What has developed since then is a suite of tools that consider the machine the unit of deployment. Instead of pushing code to a server directory, you spin up new image and reinstate some application code. Instead of having constraints like a single directory to keep files you have no filesystem whatsoever. The data must be kept outside the application at all times because when the machine reboots it also means reinstalling everything. Again, it is a powerful idea.

The machine being the unit of deployment has impacted developer tools. Things like distributed version control can make it trivial for a script to check out some code or configuration on a server to set things up. Tools like chef and puppet help manage configuration across any number of machines that have been configured in an virtual machine image. Other tools like fabric allow the automation of running commands on a machine. All these tools build on the assumption that you have a set of machines that are exactly (more or less) the same that you need to consistently configure.

The point being is that the ideas behind much of the cloud has had a huge impact on the tools. It makes me wonder though what might have been possible had there been a different set of ideas in place. What if EC2 was more like a chroot jail with a single directory to run processes. Would will still see so many NoSQL databases and would they be as focused on being distributed? Would tools like puppet and chef still be a widely used or would we simply see more use of rsync? Would something like Hadoop be simpler by allowing direct use of the filesystem instead of its HDFS? It is interesting to think about.

At some point though there seems to be a moment where trying to do things differently isn’t really worth the time. Python has been a language that has competed with typical shared hosting and has not been very successful. I think most Python developers consider it a given that you should use a VPS to host a Python web app. But is that really the case? WebFaction has been successful providing Python hosting in a shared environment, so we know it can be done. Yet, it seems that the ship has sailed and we’d rather always configure entire machines rather than untar a tarball in a directory.

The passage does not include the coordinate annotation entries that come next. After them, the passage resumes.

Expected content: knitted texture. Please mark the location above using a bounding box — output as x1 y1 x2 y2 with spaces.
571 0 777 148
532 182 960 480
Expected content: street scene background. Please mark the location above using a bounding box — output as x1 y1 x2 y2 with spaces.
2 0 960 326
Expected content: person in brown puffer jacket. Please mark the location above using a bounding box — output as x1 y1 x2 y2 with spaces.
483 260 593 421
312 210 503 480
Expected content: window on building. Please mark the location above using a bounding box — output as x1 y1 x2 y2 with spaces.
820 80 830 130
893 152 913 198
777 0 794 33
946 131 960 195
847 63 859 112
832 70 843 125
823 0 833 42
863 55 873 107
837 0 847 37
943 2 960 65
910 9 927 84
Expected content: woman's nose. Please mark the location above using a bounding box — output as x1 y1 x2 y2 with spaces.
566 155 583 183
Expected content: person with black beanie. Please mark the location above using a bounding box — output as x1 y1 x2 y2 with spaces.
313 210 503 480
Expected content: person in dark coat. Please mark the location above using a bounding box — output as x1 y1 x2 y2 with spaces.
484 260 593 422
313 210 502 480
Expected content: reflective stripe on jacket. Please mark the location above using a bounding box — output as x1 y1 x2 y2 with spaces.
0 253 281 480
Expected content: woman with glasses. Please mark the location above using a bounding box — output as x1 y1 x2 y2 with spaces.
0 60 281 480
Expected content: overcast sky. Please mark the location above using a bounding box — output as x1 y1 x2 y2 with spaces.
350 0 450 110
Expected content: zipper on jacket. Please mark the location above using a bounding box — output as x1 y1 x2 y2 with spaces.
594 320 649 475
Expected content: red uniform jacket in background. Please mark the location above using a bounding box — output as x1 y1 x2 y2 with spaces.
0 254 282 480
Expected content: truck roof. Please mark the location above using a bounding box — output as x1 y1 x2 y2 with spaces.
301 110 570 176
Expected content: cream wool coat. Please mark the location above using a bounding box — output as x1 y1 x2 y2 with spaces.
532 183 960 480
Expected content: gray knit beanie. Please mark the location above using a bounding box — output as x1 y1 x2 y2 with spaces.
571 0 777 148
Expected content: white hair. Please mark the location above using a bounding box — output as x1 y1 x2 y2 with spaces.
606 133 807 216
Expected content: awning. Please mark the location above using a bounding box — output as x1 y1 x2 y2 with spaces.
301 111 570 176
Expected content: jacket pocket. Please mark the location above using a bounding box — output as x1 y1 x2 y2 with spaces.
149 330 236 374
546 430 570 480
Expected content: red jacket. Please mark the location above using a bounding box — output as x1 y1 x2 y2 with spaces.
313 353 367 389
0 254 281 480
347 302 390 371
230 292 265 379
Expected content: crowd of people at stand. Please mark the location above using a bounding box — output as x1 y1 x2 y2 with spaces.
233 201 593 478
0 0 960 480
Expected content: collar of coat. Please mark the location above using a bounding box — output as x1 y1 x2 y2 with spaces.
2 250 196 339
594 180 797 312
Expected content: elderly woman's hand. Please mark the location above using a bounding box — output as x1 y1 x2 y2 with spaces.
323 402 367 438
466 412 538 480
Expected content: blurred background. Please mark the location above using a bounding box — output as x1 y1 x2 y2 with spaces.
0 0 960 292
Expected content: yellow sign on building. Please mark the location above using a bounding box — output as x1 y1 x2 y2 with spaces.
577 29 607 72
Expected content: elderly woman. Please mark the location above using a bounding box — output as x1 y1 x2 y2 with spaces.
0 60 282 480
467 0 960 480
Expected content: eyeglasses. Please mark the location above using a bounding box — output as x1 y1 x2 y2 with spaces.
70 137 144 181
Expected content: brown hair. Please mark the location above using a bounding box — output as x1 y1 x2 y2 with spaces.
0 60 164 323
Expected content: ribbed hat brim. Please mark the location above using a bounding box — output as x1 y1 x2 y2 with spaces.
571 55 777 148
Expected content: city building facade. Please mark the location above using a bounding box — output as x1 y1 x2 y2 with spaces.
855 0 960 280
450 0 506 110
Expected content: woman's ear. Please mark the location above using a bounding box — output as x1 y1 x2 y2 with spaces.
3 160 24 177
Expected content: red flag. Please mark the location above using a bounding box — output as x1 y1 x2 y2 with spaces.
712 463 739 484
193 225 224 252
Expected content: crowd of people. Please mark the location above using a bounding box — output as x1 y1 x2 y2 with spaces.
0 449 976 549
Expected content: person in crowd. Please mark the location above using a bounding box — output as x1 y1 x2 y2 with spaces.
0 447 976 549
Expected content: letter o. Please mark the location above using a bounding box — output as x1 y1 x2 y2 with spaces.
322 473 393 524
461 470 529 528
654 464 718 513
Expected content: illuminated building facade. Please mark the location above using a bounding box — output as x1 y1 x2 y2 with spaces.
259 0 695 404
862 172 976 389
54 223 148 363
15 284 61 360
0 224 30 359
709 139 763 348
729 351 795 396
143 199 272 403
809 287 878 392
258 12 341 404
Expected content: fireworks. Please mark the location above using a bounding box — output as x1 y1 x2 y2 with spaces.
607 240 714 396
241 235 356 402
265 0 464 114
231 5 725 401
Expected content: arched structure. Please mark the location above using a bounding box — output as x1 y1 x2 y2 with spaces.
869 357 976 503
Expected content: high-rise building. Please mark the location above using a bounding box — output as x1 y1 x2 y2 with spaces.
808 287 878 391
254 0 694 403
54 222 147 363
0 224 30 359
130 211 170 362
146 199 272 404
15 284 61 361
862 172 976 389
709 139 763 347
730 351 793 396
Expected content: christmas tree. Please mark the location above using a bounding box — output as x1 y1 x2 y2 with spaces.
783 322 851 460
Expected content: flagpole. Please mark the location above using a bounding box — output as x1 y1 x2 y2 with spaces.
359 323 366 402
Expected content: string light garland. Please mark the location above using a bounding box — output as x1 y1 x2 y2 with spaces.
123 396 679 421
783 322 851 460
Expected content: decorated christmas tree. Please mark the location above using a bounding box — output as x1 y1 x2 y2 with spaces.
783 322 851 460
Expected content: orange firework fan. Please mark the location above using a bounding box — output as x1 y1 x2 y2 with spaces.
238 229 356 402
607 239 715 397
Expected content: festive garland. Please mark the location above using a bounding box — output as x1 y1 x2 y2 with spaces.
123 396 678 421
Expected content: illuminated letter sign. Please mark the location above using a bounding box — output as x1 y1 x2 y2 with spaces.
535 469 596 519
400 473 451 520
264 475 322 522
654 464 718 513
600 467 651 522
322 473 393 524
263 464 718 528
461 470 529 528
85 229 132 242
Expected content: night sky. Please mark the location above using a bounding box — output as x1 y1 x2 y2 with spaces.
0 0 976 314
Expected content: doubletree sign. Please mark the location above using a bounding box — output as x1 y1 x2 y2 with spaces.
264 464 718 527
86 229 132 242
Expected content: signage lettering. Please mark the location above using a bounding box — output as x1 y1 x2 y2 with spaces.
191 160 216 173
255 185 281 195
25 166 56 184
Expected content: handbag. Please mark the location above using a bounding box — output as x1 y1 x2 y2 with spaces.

The irony in my mind is that power behind the ideas has pushed the tools so far that the seemingly inefficient process of setting up entire machines has become easier than simply writing applications under the assumption there is a filesystem and a single directory to work from. It makes you wonder if all the presumed savings behind the cloud really is worth it. Virtualization is a double edged sword in that it provides flexible environments quickly while abstracting away access to efficient hardware. All those CPU cycles we use to make sure application A doesn’t interfere with application B by providing two different machines could have been used by both application A and B had they been written more carefully to use a sandbox on the filesystem. Maybe it is too cheap to matter, but it still makes me wonder.

I don’t think I really have an important point here past it is important to question the status quo every once in a while. I’ve always been a fan of the cloud, NoSQL and distributed version control, while at the same time looking back at my time with PHP and shared hosting and realizing it was really easy back then to get an application out the door. Maybe we are doing it wrong.